Neuroscience Institute, Lithuanian University of Health Sciences, Medical Academy, Kaunas, Lithuania
Lithuanian University of Health Sciences, Medical Academy, Kaunas, Lithuania.
In Vivo. 2020 Sep-Oct;34(5):2443-2451. doi: 10.21873/invivo.12059.
Age-related macular degeneration (AMD) affects the central part of the retina and causes blindness. In developed countries, AMD occurs in people over 50 years old. Important factors for AMD pathogenesis are an immune response, inflammation, and genetic factors. This study aimed to determine the impact of IL1RL1 rs1041973 and IL1RAP rs4624606 single nucleotide polymorphisms (SNPs) on the occurrence of AMD and the outcome of treatment with aflibercept and bevacizumab.
563 patients with AMD and 281 healthy candidates were evaluated. Patients with exudative AMD were treated with intravitreal bevacizumab and aflibercept and, after 6 months based on the changes in best-corrected visual acuity and central macular thickness, were classified as 'responders' or 'poor-responders'. Genotyping of IL1RL1 rs1041973 and IL1RAP rs4624606 was accomplished using real-time PCR. Age was compared using the Mann-Whitney U-test. Categorical data (gender, genotype, and allele distributions) compared between groups using the χ test or the Fisher's exact test. Associations of gene polymorphisms were calculated using logistic regression analysis with adjustment for age in exudative and atrophic AMD analysis. An adjusted significance threshold for multiple comparisons α=0.025 was applied.
Statistically significant differences in the distribution of IL1RAP rs4624606 genotypes (TT, TA and AA) were found between males with atrophic AMD and controls: 50%, 42.9% and 7.1% vs. 69.7%, 30.3% and 0%, respectively, p=0.015. Moreover, we found that 'responders' had a significantly better best-corrected visual acuity than 'poor-responders' before treatment (p=0.032). The central macular thickness was significantly lower in exudative AMD patients with IL1RL1 rs1041973 AA genotype than in wild type and heterozygous (CC+CA) genotype carriers before treatment (p=0.017).
IL1RAP rs4624606 may be associated with atrophic AMD in males while IL1RL1 rs1041973 may play a protective role against macular thickening in exudative AMD patients.

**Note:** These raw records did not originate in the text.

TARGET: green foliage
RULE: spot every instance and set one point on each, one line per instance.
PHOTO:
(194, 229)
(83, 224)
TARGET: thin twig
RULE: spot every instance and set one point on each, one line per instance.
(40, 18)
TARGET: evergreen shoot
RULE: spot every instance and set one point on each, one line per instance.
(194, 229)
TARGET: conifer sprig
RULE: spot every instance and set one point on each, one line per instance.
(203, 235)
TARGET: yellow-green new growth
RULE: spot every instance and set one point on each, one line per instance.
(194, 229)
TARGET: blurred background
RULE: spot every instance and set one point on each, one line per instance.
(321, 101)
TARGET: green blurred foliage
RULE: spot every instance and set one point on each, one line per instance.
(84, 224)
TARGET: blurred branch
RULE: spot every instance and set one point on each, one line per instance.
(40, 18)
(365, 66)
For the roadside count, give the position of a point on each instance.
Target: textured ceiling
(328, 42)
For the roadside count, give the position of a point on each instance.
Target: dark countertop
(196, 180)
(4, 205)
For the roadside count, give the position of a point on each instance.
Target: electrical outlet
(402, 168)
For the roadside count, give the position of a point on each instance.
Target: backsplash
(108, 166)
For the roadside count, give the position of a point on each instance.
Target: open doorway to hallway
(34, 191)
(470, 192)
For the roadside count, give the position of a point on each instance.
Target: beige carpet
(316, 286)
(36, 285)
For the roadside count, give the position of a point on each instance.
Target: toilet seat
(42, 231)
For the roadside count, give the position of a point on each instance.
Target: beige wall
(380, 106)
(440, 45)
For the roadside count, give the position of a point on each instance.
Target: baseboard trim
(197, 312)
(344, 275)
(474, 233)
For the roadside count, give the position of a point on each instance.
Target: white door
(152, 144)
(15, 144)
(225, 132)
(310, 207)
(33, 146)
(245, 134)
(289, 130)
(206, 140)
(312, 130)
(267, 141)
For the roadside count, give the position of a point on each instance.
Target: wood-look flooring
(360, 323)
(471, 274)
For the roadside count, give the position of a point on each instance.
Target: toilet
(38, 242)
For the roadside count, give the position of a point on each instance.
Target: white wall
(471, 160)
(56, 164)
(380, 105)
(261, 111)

年龄相关性黄斑变性(AMD)影响视网膜中央部分,导致失明。在发达国家,AMD 发生在 50 岁以上的人群中。AMD 发病机制的重要因素是免疫反应、炎症和遗传因素。本研究旨在确定 IL1RL1 rs1041973 和 IL1RAP rs4624606 单核苷酸多态性(SNPs)对 AMD 发生的影响,以及对阿柏西普和贝伐单抗治疗效果的影响。

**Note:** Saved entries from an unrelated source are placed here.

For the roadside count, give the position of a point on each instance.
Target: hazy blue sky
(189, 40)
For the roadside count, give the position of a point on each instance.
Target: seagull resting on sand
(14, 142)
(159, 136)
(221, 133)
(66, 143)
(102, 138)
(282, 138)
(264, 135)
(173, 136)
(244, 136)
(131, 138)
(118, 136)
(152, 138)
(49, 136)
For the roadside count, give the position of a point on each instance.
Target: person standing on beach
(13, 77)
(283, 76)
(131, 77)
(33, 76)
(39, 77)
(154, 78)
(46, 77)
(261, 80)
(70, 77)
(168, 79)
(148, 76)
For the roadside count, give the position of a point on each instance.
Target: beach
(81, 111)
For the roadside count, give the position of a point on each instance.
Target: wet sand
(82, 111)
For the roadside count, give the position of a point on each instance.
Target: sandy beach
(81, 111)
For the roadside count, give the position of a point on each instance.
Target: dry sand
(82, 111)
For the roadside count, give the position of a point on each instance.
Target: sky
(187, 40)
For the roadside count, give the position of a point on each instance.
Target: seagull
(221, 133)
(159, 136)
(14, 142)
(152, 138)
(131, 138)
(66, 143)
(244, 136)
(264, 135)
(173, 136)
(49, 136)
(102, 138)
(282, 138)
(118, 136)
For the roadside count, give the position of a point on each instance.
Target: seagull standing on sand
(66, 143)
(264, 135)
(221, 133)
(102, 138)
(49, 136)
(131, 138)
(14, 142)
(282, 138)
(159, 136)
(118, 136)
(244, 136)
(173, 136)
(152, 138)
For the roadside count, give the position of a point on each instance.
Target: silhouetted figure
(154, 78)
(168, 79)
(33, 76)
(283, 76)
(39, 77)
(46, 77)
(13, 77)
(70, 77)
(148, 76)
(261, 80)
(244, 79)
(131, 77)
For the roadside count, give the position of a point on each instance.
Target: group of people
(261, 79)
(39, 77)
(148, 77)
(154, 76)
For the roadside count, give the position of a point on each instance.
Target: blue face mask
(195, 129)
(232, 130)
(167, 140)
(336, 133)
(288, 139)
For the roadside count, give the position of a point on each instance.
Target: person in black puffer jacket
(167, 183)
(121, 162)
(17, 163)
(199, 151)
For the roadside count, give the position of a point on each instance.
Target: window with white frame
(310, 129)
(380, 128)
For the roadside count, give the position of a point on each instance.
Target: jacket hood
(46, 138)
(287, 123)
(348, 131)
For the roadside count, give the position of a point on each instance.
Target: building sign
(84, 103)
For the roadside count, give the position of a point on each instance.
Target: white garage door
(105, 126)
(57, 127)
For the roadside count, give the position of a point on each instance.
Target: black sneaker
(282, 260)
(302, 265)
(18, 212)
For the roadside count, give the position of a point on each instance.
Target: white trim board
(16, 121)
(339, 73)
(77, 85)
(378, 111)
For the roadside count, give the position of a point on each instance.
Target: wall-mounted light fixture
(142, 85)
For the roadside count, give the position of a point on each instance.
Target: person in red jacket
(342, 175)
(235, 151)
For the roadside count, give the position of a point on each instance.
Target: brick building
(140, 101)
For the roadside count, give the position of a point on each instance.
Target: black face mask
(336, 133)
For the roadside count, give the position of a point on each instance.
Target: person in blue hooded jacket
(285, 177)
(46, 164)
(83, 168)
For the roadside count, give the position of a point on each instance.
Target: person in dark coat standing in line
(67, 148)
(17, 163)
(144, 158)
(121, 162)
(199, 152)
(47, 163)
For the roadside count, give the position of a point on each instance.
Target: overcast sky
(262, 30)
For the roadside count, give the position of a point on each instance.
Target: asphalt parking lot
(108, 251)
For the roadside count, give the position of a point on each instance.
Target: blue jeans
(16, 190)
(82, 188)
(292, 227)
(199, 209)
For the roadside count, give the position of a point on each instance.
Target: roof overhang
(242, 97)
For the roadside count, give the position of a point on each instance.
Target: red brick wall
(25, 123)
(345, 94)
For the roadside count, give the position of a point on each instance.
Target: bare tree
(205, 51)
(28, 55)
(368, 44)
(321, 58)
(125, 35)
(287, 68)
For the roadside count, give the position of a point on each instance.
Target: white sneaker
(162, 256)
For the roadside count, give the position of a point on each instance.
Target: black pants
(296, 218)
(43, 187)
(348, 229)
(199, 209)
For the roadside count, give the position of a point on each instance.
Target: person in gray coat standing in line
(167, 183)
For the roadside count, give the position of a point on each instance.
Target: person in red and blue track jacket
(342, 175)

评估了 563 名 AMD 患者和 281 名健康对照者。患有渗出性 AMD 的患者接受了玻璃体内贝伐单抗和阿柏西普治疗,并根据最佳矫正视力和中心黄斑厚度的变化,在 6 个月后将其分类为“应答者”或“无应答者”。使用实时 PCR 完成 IL1RL1 rs1041973 和 IL1RAP rs4624606 的基因分型。使用 Mann-Whitney U 检验比较年龄。使用 χ 检验或 Fisher 确切检验比较组间的分类数据(性别、基因型和等位基因分布)。使用 logistic 回归分析计算基因多态性与渗出性和萎缩性 AMD 分析中年龄调整的关联。应用调整后的多重比较显著性阈值 α=0.025。
在男性萎缩性 AMD 患者与对照组之间,IL1RAP rs4624606 基因型(TT、TA 和 AA)的分布存在统计学显著差异:50%、42.9%和 7.1%,分别为 69.7%、30.3%和 0%,p=0.015。此外,我们发现治疗前“应答者”的最佳矫正视力明显好于“无应答者”(p=0.032)。在渗出性 AMD 患者中,与野生型和杂合型(CC+CA)携带者相比,IL1RL1 rs1041973 AA 基因型患者的中央黄斑厚度在治疗前明显较低(p=0.017)。
IL1RAP rs4624606 可能与男性萎缩性 AMD 相关,而 IL1RL1 rs1041973 可能在渗出性 AMD 患者中发挥对黄斑增厚的保护作用。